Important honesty here: if you’re a HIPAA-covered entity or business associate, this stack does not remove your BAA obligations with whichever cloud LLM you use. Pseudonymised PHI is still PHI. For personal use on your own health notes, this is a reasonable privacy posture — for professional clinical workflows, talk to your compliance team and read your vendor’s BAA. ⚠️


⚡ One-Click Privacy — Built-in Prompt Templates

Instead of typing the full pipeline every time, pseudonym-mcp ships two built-in prompt templates that chain masking, the LLM task, and unmasking automatically.

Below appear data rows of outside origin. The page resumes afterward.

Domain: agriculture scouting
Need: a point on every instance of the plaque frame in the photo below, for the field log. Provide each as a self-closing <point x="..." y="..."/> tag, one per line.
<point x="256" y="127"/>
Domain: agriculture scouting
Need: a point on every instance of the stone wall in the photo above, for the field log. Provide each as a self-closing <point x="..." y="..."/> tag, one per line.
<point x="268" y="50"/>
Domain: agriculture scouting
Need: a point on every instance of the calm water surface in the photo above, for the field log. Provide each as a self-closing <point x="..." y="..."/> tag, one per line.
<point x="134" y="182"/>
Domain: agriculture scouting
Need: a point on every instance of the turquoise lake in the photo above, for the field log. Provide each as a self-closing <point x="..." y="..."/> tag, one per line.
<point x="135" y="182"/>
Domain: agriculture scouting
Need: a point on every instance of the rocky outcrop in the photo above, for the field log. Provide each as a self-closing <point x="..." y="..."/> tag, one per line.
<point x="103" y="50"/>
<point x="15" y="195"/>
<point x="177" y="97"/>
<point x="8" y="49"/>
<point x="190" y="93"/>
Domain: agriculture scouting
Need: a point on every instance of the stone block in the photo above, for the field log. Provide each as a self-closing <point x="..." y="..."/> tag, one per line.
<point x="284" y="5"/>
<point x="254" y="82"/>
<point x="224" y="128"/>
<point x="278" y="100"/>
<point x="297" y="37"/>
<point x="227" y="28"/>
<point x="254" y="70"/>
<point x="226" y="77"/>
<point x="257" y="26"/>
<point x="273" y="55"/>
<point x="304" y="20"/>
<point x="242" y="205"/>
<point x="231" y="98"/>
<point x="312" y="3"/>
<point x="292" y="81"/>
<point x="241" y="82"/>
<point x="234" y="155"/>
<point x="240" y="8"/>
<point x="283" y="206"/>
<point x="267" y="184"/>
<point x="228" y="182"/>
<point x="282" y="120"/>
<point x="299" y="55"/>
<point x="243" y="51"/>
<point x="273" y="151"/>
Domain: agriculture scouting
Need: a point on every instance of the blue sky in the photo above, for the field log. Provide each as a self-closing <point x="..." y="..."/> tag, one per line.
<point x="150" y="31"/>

pseudonymize_task — inline text

/pseudonymize_task text="Meeting with Jan Kowalski (PESEL: 90010112318). Contract: 45 000 zł." task="Extract action items"

What happens:

  1. pseudonym-mcp masks detected PII locally → [PERSON:1], [PESEL:1]
  2. Claude processes the anonymised text
  3. pseudonym-mcp restores originals in the response

Optional lang argument: en (default) or pl.

privacy_scan_file — file or PDF

Requires macos-vision-mcp to be installed alongside pseudonym-mcp.

/privacy_scan_file filePath="/Users/me/vault/contracts/nda.pdf" task="Summarize obligations and deadlines"

What happens:

  1. macos-vision-mcp extracts text from the file on-device via Apple Vision
  2. pseudonym-mcp masks detected PII before sending anything to the cloud
  3. Claude processes the masked content
  4. pseudonym-mcp restores originals before the response is shown

Optional arguments: task (default: summarize the key points), lang (en or pl).


🛡️ What Gets Detected

These are the patterns the masker looks for. Detection is best-effort — not a guarantee.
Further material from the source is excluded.